How did you decide what to call your child?

Did you pore over baby name books for hours drawing up long-lists then short lists? Did you consult the top 100 popular names list? (Sophia and Muhammad top the 2014 list, by the way.) Did you look to family precedent and tradition?

Sometimes the choices are not particularly well thought through. My brother knew a Mr and Mrs Applehead who called their daughter Rosy…

Sometimes choices are determined by positive or negative associations of others who held that name. “We couldn’t possibly call them John. John nicked one of my sweets when I was five. I could never look at my child without being traumatised if we called him that.”

Sometimes we choose names because they are distinctive and different, only to discover that every other parent of a new-born that year had gone for the same distinctive and different name. Who, before Frozen, would have guessed that Elsa would suddenly become such a popular name?

And we have no idea of how the “image” of a name may change. One of my brothers was given a name which at the time was unusual, and brought to mind celtic folk music, only for the name “Kevin” to take on a whole different load of resonances a few years later, more associated with Essex and Ford Capris.

In other cultures, the meaning of names can take on much greater significance. The name can be seen to shape the child. In Africa, I have met many Mercy’s, Patience’s and Hope’s, though my favourite does still remain “Lovingkindness”.

But I wonder, if we could choose a name , regardless of how it sounded or how difficult it was to spell, regardless of tradition or popularity, but a name that our children would come to live out, I wonder what that name would be?

What name, what gift of blessing, would we choose to bestow upon our child? The fruit of God’s Spirit, mentioned in the Bible, seem not a bad place to start: love, joy, peace, patience, goodness, kindness, faithfulness, gentleness and self-control.

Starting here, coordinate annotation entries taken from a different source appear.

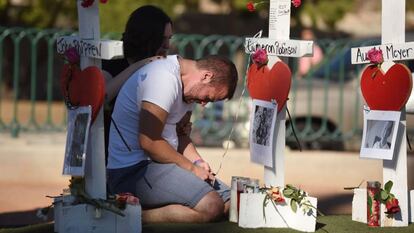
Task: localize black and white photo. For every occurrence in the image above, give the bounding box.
[63,106,91,176]
[250,99,277,167]
[360,110,401,160]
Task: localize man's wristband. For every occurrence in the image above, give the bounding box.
[193,158,204,165]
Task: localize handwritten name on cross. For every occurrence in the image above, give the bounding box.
[56,0,123,199]
[351,0,414,64]
[351,0,414,226]
[245,0,313,187]
[245,0,313,62]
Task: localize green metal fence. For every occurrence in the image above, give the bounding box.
[0,27,414,149]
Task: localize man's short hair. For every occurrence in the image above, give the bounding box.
[196,55,238,99]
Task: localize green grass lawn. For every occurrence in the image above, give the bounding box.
[0,215,414,233]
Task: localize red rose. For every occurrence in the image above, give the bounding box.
[385,197,401,214]
[246,2,256,12]
[81,0,94,7]
[292,0,302,8]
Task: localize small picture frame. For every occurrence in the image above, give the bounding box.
[249,99,277,167]
[63,106,92,177]
[360,110,401,160]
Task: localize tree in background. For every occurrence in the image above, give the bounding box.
[0,0,414,33]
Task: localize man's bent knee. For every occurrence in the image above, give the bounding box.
[194,191,224,222]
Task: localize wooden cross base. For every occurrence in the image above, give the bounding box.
[352,188,414,227]
[54,197,142,233]
[239,193,318,232]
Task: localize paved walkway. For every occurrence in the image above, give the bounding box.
[0,133,414,225]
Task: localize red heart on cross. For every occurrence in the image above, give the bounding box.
[361,63,413,111]
[247,61,292,112]
[60,64,105,122]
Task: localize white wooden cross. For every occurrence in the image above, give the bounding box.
[236,0,317,232]
[55,0,141,233]
[245,0,313,187]
[351,0,414,226]
[56,1,123,199]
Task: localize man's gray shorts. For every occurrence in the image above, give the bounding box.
[108,161,230,208]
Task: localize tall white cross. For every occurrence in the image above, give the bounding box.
[54,0,141,233]
[245,0,313,187]
[57,1,123,199]
[351,0,414,226]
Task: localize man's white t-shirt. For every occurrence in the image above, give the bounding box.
[107,55,193,169]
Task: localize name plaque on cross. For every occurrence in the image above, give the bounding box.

The writer of that list was a man formerly called Saul. But when God called him from stoning Christians to following Christ, he gave him a new name too: Paul, meaning “small, humble”.

This man who had proudly arrested, beaten and killed Christians was now their humble companion, willing to suffer, to serve the one who had met him on that Damascus road.

As we encounter Jesus in our daily lives, I wonder what new name God may want to give us.